BOSTON — Exhale, Red Sox fans. You and your favorite baseball team get your couple of days to rest and recover.

The Red Sox kicked the Angels back to Anaheim Monday night. So it took one more game than usual. So what.

Jon Lester picked up Josh Beckett's burden, Dustin Pedroia got his stroke back, and Mark Kotsay played first base like, well, Kevin Youkilis.

Jed Lowrie drove in Jason Bay with the winning run in the bottom of the ninth, and, yes, it is a brave new world without Manny Ramirez's bat for a safety net.

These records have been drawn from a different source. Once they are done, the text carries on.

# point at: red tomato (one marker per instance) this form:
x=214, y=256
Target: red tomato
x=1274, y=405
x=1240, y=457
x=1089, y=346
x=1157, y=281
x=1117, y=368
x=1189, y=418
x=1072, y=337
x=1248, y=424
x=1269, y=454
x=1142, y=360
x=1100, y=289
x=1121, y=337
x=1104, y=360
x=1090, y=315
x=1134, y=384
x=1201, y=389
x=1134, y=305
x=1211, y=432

The Red Sox beat the Angels, 3-2. Boston has a date with the Tampa Bay Rays in the American League Championship Series. Baseball's new establishment takes on the newer Young and the Restless.

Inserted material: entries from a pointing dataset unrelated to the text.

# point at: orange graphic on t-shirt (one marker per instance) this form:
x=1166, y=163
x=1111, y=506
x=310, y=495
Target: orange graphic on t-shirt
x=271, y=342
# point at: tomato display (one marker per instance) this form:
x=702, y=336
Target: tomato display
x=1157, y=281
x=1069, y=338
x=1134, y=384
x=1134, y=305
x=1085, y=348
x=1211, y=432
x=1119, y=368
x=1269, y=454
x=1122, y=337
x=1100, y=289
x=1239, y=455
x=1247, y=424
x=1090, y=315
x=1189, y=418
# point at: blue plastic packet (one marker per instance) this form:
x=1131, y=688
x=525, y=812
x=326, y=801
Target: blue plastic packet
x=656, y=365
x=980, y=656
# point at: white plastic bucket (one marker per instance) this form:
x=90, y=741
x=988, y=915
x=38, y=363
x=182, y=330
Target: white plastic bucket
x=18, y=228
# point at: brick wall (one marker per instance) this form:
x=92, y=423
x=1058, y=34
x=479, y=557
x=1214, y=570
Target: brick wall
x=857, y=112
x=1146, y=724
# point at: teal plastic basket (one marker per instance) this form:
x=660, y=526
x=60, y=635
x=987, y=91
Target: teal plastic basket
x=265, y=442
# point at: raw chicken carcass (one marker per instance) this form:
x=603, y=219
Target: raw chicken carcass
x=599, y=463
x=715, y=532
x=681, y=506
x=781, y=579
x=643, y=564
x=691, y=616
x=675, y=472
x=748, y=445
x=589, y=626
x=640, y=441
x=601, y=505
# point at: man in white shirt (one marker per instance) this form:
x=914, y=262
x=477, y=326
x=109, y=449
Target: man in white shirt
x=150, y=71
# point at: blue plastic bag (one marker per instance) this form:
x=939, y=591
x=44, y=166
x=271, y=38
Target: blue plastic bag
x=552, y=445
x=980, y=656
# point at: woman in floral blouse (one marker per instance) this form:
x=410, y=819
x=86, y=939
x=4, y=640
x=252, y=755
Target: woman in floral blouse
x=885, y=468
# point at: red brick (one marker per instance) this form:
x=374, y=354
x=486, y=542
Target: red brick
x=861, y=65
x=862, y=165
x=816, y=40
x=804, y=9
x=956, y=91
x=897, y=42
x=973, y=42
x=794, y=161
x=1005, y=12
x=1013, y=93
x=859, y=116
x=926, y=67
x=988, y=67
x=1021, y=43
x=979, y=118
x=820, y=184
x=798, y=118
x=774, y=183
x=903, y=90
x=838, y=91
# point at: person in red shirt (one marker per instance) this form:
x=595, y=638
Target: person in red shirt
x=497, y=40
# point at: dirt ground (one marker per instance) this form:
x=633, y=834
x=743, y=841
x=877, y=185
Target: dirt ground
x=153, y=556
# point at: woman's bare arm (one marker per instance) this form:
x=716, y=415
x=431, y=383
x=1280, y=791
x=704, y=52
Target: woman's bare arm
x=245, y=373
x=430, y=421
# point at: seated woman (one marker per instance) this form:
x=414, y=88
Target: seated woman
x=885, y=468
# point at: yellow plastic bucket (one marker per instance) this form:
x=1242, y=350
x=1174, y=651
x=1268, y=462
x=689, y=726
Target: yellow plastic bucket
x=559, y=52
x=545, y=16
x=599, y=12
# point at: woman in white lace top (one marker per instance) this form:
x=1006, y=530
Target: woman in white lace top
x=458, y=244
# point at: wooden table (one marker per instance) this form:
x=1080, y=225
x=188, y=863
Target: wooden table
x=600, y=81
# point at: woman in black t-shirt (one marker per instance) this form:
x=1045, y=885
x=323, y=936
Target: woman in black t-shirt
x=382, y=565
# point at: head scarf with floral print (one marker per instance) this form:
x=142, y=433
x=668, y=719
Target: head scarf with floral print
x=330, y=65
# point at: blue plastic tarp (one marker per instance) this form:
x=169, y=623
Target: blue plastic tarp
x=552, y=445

That's anticipation for another day. Monday night, the celebration on the field, in the stands and in the clubhouse went on and on. What happened in the decades before 2004 hasn't really been forgotten. Winning should never get old.

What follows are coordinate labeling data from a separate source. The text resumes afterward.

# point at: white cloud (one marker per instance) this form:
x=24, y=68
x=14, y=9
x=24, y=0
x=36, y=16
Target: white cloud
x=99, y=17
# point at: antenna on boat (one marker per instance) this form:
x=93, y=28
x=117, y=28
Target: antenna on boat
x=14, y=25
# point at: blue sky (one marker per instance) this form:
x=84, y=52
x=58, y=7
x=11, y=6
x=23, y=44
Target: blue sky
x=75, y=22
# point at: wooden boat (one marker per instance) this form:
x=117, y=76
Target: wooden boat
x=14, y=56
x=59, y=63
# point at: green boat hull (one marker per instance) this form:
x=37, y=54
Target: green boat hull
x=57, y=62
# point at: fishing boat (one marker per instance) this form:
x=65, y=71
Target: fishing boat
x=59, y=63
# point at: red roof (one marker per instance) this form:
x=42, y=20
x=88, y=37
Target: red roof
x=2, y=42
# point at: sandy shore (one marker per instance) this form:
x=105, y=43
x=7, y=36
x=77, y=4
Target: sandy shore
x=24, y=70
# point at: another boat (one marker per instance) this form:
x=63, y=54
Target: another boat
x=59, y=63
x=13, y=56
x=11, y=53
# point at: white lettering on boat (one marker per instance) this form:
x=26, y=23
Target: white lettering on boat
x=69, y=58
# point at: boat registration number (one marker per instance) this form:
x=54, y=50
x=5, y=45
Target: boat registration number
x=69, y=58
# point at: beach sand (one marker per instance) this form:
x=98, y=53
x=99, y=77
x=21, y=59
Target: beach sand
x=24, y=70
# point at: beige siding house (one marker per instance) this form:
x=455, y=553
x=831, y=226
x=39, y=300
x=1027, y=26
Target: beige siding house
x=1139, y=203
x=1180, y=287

No one but the Angels wanted to go back to L.A. for Game 5, though the Red Sox had a reasonable fallback plan if they hadn't closed out the series Monday. Hand the baseball to Daisuke Matsuzaka, pat him on his back and point him to the mound. Seal the deal, champ. It's your day in the sun.

So why did Red Sox fans feel so chilled before Lowrie delivered the last run?

"Thanksgiving's around the corner and we need to win games," Manager Terry Francona said before Monday's game. Nice quote, but Francona knew how battered and gassed his team really is. Mike Lowell, one of last year's World Series heroes, is done with an aching hip that barely enables him to pull on his pants, let alone lunge for a hard-hit ball or swing at a 90 mph fastball.

The bullpen did some heavy lifting in Games 2, 3, and 4. Yes, players expect to work more in the playoffs, but sometimes there's not much left to give.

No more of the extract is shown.